Board chair Suzanne Case voted in favor of the permit, but with reservations. She said she had reservations about all of the permits for fireworks shows that come to the board, because of the impacts “not just to people but to animals.”

“The public benefit is not very high here and there are impacts,” she said.

Two weeks later, Pyro requested another permit for a fireworks show for the Ritz Carlton. This time, Russell Sparks, an aquatic biologist with the DLNR’s Division of Aquatic Resources, commented on the harm the show and its associated set-up might have on the dune system, the protected sea turtles and monk seals that sometimes rest on the beach there, and the ocean environment.

He said there are published studies of the heavy metals in fireworks fallout, which may impact water quality.
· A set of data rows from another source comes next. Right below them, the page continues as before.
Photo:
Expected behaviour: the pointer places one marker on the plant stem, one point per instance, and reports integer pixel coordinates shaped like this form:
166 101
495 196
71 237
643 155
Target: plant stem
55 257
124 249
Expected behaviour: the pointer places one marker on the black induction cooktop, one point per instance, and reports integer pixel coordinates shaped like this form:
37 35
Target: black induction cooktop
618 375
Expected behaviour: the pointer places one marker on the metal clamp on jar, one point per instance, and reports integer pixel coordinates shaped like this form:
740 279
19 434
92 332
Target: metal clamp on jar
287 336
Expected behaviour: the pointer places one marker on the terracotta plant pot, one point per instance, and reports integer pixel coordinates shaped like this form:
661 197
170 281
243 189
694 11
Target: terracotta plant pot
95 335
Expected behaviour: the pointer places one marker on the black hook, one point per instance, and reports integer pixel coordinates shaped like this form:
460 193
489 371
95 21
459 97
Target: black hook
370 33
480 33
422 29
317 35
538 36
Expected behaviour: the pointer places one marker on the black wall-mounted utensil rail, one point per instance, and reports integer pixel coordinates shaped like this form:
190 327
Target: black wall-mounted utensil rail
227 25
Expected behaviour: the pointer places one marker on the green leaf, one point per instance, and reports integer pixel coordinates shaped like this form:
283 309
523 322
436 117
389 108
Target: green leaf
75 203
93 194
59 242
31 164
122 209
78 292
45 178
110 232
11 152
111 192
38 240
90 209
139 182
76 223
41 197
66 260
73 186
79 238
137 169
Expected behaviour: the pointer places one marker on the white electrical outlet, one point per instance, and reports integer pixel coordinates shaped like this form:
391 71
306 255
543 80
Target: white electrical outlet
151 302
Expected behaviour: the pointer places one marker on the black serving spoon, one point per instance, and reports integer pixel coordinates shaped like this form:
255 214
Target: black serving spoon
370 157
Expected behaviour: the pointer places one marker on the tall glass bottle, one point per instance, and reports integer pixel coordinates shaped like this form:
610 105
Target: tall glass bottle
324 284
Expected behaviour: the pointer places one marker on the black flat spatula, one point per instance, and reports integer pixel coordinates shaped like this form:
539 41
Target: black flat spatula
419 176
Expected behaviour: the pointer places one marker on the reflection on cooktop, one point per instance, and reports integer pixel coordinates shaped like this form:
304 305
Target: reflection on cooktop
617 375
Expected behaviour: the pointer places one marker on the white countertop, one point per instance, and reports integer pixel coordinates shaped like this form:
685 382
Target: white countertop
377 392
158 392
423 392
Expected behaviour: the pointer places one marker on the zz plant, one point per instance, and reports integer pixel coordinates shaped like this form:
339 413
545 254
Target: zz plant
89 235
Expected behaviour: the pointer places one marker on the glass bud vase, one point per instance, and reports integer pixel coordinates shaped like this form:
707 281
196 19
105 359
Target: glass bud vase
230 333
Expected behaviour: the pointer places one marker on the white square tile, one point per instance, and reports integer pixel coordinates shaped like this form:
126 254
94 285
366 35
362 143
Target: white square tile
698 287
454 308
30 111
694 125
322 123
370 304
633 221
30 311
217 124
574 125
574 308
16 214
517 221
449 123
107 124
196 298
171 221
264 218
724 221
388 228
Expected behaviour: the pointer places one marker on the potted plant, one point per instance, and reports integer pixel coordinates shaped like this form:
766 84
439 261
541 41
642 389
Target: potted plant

Without further study, “[t]here is no way to declare these fireworks events will have minimal or no significant effect on the environment,” he stated in written comments to his division administrator, Brian Neilson.

After much discussion of the impacts fireworks may have on protected species, and even the climate, the board ultimately deadlocked 3-3 on a motion to approve the permit, effectively denying it. Chair Case had to leave the meeting before the vote. Board members Oi, Yoon and Aimee Barnes voted in opposition.